Angela went to the front door, peering out to see how far away the limo was parked. She figured she could probably make it without ruining her hose.
She sprinted out the front door and slid smoothly into the back seat. She pulled her left foot up onto her lap and nodded in satisfaction. No runs.
“Ma’am,” the driver said as he settled himself behind the wheel.
“Angela,” she corrected absently. “Ma’am makes me sound like a sixty-year-old dowager.” It made her sound like one of them—one of the Hadleys and Glowans and Prices who made up Philadelphia’s elite.
“It’s four-forty...Angela.” She knew exactly what time it was. “We’ll be late if you want me to detour all the way over to Broad Street.”
Even later, she thought. It was what she was counting on. “Well, it’s either that or I show up barefoot,” she returned placidly.
The man put the car in gear and drove.
The shoe shop Angela had noticed last week was still open. She gave the driver a fifty-dollar bill and pointed at the display window. “See that pair of pumps right there in the far corner? The red ones. I need them in a size seven.”
“You want me to purchase these for you, ma‘am?’
“Angela. And you’d better do it fast if you don’t want to be late for the wedding.”
He got out of the car.
With any luck, Angela thought, she would sneak in for the tail end of the ceremony, make a perfunctory appearance at the reception—just long enough that she wouldn’t be letting John down. Then she would leave, without encountering either of the men she had hoped to avoid. If she kept her time at this shindig to a minimum, it ought to be possible.
Jesse Hadley was bad enough, and it was a sure bet that he would be at his sister’s wedding. One short week ago, he would have looked right through her, never even realizing who she was. She had pretty much ruined any chance of that happening now. Still, it wasn’t Jesse she dreaded encountering.
Her palms were beginning to sweat. She looked around for a napkin or tissue.
She wondered if Wendell Glowan would remember her. Probably not.
Charles Price III would. And he traveled in Hadley circles. Of course. John wouldn’t have insisted she come if there was any chance Charlie might turn up. She couldn’t believe he’d do that to her.
“Sooner or later, you’re going to have to trust someone,” she whispered aloud.

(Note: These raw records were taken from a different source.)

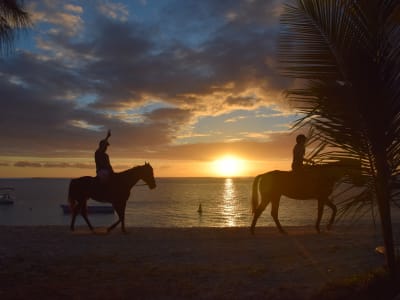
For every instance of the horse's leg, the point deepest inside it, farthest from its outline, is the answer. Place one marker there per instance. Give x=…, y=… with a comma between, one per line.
x=334, y=210
x=85, y=216
x=260, y=208
x=122, y=216
x=321, y=202
x=274, y=212
x=74, y=211
x=118, y=210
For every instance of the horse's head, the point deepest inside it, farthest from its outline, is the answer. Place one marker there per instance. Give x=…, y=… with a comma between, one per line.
x=148, y=176
x=353, y=170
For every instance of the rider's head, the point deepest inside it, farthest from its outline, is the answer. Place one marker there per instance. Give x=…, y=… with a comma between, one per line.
x=301, y=139
x=103, y=145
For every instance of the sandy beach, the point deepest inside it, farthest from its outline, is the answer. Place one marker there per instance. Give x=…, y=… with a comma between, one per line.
x=180, y=263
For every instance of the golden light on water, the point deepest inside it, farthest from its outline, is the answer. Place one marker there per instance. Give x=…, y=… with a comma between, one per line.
x=228, y=166
x=228, y=206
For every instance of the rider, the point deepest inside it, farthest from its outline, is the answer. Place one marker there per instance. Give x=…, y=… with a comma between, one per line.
x=103, y=166
x=299, y=151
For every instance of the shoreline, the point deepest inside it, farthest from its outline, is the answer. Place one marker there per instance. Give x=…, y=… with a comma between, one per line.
x=175, y=263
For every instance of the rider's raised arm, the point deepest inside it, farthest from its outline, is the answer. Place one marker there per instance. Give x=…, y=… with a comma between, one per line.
x=108, y=135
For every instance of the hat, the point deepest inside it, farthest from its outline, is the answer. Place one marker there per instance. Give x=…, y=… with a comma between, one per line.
x=104, y=143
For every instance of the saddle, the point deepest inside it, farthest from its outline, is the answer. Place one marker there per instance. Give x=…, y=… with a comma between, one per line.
x=101, y=190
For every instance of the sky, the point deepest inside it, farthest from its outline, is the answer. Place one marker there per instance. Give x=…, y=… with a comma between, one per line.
x=190, y=86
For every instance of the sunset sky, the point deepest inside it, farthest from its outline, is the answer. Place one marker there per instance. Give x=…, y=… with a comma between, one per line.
x=190, y=86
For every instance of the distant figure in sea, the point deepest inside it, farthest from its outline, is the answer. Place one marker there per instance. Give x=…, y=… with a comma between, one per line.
x=103, y=165
x=299, y=151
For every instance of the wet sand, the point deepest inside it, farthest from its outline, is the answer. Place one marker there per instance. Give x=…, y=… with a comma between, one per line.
x=180, y=263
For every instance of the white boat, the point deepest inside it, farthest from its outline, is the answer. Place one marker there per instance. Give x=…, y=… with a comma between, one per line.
x=7, y=195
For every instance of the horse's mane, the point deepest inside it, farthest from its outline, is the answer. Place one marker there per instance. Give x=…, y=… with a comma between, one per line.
x=129, y=170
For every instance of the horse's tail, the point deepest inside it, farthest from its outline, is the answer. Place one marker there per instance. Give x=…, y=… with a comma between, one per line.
x=254, y=196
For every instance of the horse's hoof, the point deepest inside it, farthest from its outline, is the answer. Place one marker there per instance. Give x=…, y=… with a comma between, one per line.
x=252, y=231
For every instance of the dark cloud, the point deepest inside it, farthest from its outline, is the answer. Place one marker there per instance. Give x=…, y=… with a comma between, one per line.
x=193, y=51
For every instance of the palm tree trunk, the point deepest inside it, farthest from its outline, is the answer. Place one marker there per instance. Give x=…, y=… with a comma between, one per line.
x=383, y=197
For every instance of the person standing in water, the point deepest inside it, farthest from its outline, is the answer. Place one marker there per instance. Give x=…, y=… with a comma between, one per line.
x=103, y=165
x=299, y=151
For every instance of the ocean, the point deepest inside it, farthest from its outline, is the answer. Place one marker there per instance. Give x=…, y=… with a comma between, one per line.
x=174, y=203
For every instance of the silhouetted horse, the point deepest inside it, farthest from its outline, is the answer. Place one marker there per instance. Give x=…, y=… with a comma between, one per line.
x=315, y=182
x=116, y=192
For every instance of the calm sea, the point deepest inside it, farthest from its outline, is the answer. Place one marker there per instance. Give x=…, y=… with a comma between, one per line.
x=174, y=203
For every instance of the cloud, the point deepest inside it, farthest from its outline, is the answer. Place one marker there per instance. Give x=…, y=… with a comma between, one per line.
x=113, y=10
x=210, y=66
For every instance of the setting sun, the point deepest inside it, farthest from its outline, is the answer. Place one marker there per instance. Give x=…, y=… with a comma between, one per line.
x=228, y=166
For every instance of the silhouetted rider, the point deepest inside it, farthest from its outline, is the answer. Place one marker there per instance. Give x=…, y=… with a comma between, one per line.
x=298, y=153
x=103, y=165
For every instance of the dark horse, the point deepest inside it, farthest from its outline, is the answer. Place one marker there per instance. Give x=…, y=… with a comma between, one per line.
x=116, y=192
x=314, y=182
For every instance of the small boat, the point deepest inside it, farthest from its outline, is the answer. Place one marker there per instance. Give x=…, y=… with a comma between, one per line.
x=92, y=209
x=6, y=195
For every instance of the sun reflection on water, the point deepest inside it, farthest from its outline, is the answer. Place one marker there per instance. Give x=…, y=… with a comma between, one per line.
x=229, y=206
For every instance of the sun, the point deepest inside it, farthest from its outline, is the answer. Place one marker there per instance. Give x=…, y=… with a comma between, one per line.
x=228, y=166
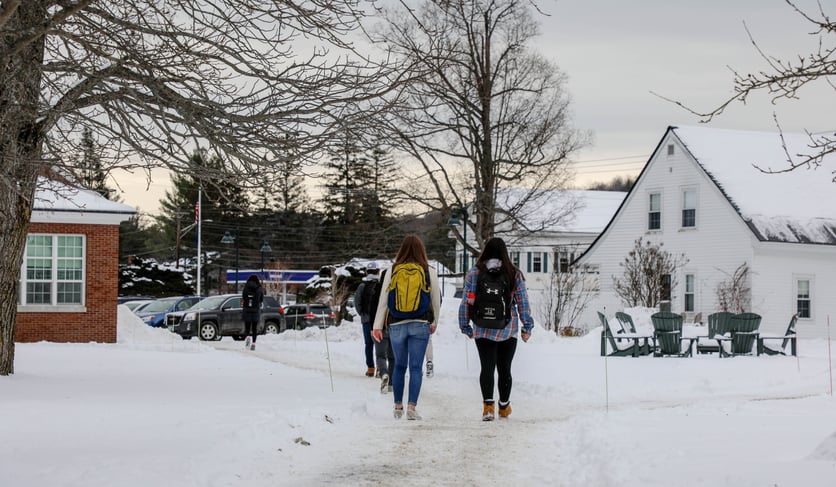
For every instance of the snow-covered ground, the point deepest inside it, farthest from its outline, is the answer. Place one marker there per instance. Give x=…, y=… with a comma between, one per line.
x=154, y=410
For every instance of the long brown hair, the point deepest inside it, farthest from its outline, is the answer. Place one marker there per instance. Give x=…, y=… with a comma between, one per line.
x=412, y=250
x=495, y=248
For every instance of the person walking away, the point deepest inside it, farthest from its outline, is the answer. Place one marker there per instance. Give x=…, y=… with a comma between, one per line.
x=363, y=303
x=251, y=298
x=495, y=300
x=384, y=356
x=410, y=303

And John Gunner was as safe a bet as anyone.
Angela leaned closer to the window and combed her fingers through her hair as the driver came back. Her stomach was rolling now.
Vows were exchanged. Tessa beamed. Gunner looked a little bemused.
Jesse turned to follow them up the aisle, and he felt a little dazed himself as he scanned the mismatched bunch who had gathered in the church. The left pews were filled with classic hats, sleek hairdos, somber suits and gloves—the Hadley side. Of the immediate family, only Jesse’s father had not gone into politics. He was the senior partner of Hadley, Glowan and Russ, the foremost law firm in Philadelphia. Jesse’s mother was a Glowan. Her sister had married a Russ.
Wendell Glowan, his uncle, was a superior court judge who had just been nominated to the U.S. Supreme Court. Various cousins sat in the U.S. Senate and in Congress, and at least one of them was probably going to run for the presidency in a few more years. Jesse’s grandfather, Marshall Hadley, had once been the governor of Pennsylvania. He’d passed away years ago, but Diantha, his widow, was very much in attendance today and holding court in one of the front pews.
If the Gunners were impressed, it didn’t show.
The pews on the right were awash with splashes of color. It all reminded him of the dress Angela Byerly had worn on Thursday. He was having a surprisingly hard time getting the woman out of his mind. He found himself remembering jarring flashes of her at odd moments—those turquoise shoes, all that hair. Eyes that changed color.
She was the only other human being who was even marginally aware of the significance of that release form. He supposed that was as good a reason as any to dwell on her from time to time, but he wasn’t pleased that it was her physical appearance that came most readily to mind.
The Gunner clan called out happily to each other from the back pews to the front now that the ceremony was over. A little boy attempted to climb over one of the seats and he fell, smacking his head against the back of the next one.